Skeeto broke away from the hug and roughly wiped his eyes on his t-shirt sleeve. He sniffed. "'Kay. But..." He looked down at the sand. He mumbled something.

Coral leaned in closer. "What was that?"

"You're someone different now, aren't you? You're who you used to be."

Toby smiled lopsidedly. "Yeah. But we can still be brothers." He did not add, 'until I go', because they both already knew.

Skeeto took a deep breath, trying to be brave. He turned away from Coral and squirmed his way back through the mob of people who'd crowded the cart again.

Toby took a step back, watching the kitten go. His heart felt like someone had blasted a hole through it. The pain was acute, almost cold. He felt another flare of hate towards the faceless liar who'd done this to him, then turned in the opposite direction and ran. Hard. He pushed through the crowd, not listening to their protests. He kicked a cart out of his way. He shoved in between a young couple. He could barely see two steps in front of him.

He ran until he was out where the boats slept at night. Tied to the piers, all in a row, electromagnets powered down. Toby ran to the farthest end of the docks and skidded to a stop, not caring about splinters. He sat down hard enough to hurt. He unleashed a scream of pain. He didn't care if anyone turned to stare at him. He certainly didn't look back.

He put his head in his hands and looked out across the sea of death.

'I could have just stayed out there,' he thought. 'If Tak and Skeeto hadn't found me, I wouldn't be feeling this now.'

True but pointless. Tears came and his eyes unfocused. As he slid himself over to lean against a piling, the dreams of a frightened little mouse in blue came back. A mouse who'd been friends with a brassy skunk, a loving hamsterfly, an easygoing canine, a steadfast nightmare. And a traitor. More faces came as his memories rewound. A haunted wizard with a dozen bodies. A house with its own indomitable soul. An unspeakable evil in space. A lethal but strangely loyal porcupine. A rusty, gentle behemoth. A charismatic madman of a mayor. A screwy-eyed terrorist muskrat. Two minks who painted with cloth. A fox with a ruined face and a gorilla with none. A thug in a hoodie with blood on his chin. A deaf rabbit who killed with sound. A gregarious feathered inventor and his goggle-eyed son. An innkeeper split down the middle. A little green lizard running across the night. An arson-fueled grin atop a wheel. A mind-stealing horrorshow who cried wooden tears. A spider that was an octopus. A harbinger covered in mushrooms.
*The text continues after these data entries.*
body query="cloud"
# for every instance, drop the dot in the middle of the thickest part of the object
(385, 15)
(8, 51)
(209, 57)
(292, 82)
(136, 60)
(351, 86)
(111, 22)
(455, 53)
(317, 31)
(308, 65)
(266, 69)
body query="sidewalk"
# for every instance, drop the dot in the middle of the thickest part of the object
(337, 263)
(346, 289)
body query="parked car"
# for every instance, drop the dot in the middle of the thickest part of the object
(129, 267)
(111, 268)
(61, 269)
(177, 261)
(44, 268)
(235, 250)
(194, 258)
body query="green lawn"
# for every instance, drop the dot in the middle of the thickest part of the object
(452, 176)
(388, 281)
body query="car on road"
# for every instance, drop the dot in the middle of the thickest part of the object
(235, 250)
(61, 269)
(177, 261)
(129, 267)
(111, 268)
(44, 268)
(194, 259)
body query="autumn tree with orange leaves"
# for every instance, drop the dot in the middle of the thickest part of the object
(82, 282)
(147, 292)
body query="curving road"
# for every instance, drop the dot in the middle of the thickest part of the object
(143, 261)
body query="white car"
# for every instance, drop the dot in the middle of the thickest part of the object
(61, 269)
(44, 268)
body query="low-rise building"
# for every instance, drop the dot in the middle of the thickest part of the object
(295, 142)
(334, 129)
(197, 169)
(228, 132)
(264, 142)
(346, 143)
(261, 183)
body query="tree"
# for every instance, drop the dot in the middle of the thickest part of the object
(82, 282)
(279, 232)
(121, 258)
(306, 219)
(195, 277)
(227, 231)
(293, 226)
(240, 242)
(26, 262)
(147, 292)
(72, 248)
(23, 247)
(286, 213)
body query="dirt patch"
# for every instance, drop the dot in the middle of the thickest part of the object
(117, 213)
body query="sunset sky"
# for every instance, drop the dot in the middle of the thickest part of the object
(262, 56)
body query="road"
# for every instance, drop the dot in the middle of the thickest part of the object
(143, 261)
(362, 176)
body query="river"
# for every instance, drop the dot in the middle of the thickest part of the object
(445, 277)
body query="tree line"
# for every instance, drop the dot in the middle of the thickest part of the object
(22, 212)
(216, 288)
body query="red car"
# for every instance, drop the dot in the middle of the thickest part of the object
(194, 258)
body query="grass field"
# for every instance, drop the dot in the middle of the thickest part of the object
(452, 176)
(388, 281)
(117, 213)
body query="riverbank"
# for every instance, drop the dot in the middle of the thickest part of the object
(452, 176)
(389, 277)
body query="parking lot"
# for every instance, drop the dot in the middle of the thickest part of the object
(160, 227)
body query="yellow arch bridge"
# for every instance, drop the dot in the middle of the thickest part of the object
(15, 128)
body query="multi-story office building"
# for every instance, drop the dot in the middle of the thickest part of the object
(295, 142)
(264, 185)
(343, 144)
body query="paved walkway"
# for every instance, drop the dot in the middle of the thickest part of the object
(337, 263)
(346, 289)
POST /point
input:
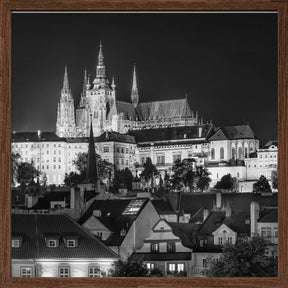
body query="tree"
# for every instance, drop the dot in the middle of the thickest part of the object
(204, 180)
(227, 182)
(124, 177)
(132, 267)
(274, 178)
(262, 185)
(149, 171)
(183, 174)
(26, 172)
(244, 259)
(104, 169)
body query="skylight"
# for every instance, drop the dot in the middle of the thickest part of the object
(133, 207)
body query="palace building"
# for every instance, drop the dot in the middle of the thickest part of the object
(127, 133)
(99, 104)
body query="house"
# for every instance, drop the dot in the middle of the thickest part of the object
(121, 224)
(54, 245)
(165, 251)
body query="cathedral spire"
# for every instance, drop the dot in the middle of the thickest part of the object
(100, 79)
(100, 56)
(91, 176)
(134, 92)
(66, 82)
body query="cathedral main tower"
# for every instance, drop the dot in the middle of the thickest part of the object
(97, 101)
(65, 125)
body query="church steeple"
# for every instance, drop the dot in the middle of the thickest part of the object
(100, 70)
(91, 176)
(65, 88)
(134, 91)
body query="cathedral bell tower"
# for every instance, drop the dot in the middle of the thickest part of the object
(134, 91)
(65, 125)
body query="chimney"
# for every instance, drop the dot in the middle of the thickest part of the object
(205, 214)
(228, 211)
(218, 200)
(97, 213)
(254, 216)
(200, 132)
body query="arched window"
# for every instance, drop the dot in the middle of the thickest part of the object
(240, 153)
(212, 153)
(246, 152)
(233, 153)
(221, 153)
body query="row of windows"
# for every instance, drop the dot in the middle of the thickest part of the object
(63, 271)
(170, 247)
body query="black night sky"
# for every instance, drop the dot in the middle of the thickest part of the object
(226, 63)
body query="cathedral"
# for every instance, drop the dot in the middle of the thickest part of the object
(98, 104)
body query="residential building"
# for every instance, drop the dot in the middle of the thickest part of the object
(164, 250)
(54, 245)
(121, 224)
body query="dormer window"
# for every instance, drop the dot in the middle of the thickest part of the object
(71, 243)
(52, 243)
(16, 243)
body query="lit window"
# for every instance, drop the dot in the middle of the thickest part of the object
(170, 246)
(16, 243)
(150, 266)
(180, 267)
(172, 267)
(52, 243)
(155, 247)
(71, 243)
(94, 271)
(26, 271)
(64, 271)
(133, 207)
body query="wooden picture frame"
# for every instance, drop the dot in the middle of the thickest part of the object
(7, 6)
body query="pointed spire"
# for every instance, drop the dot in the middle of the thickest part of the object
(100, 56)
(113, 86)
(134, 92)
(65, 82)
(84, 83)
(91, 176)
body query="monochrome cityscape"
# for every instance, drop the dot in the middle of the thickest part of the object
(130, 185)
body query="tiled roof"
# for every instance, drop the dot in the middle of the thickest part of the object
(233, 133)
(164, 256)
(186, 133)
(157, 110)
(112, 218)
(271, 216)
(33, 137)
(270, 143)
(163, 206)
(33, 227)
(127, 109)
(116, 137)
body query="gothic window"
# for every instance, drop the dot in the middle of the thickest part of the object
(212, 153)
(221, 153)
(233, 153)
(240, 153)
(246, 152)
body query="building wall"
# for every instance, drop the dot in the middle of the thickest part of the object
(139, 230)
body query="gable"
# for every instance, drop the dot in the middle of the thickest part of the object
(218, 135)
(94, 224)
(162, 225)
(223, 228)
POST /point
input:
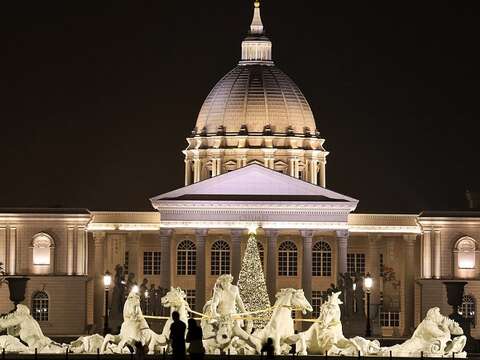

And furthest of all back, only a dim grey smudge, he saw a demented old woman who never stopped cleaning. A woman who had kept him chained to his bed for centuries, in a prison made of pills.

He supposed he had to thank the unholy vault of sadism between the mountain and the maze. It had taunted him with memories of his life before death. Now he remembered those images more clearly than the real ones. He might have lost them entirely if not for that.

The mouse let the world melt away down the drain, till all he saw and heard were the movies inside his head. He walked his whole, long, hard journey backwards. He knew there were details he might never get back, but the heart of each memory was there. Maybe not every leaf on every tree. But he remembered how each moment felt. How it had changed him. He watched himself age backwards into something selfish, helpless, and scared. A cowering little rodent who could only run and hide. He couldn't believe he'd ever really been that. A nasty inner voice asked him if he was really any different now.

After a while, he felt the dock wobble from footsteps. Someone sat beside him.

Skeeto carried the toy he'd bought from L'roon. Plus two dishes of ice cream from the market. They were expensive, but also important.

He nudged one towards his brother.

Still staring out to the horizon, Toby's left hand crept over to touch the spoon, then reached further to take his brother's hand in his. A smile came to his face.

"Thank you."

Skeeto squeezed the paw. "I know you said you wanted to be alone, so I'll be quiet." And though it was hard, he managed to.

The pair sat and ate their ice cream in silence, until the bowls were empty and the sun went down.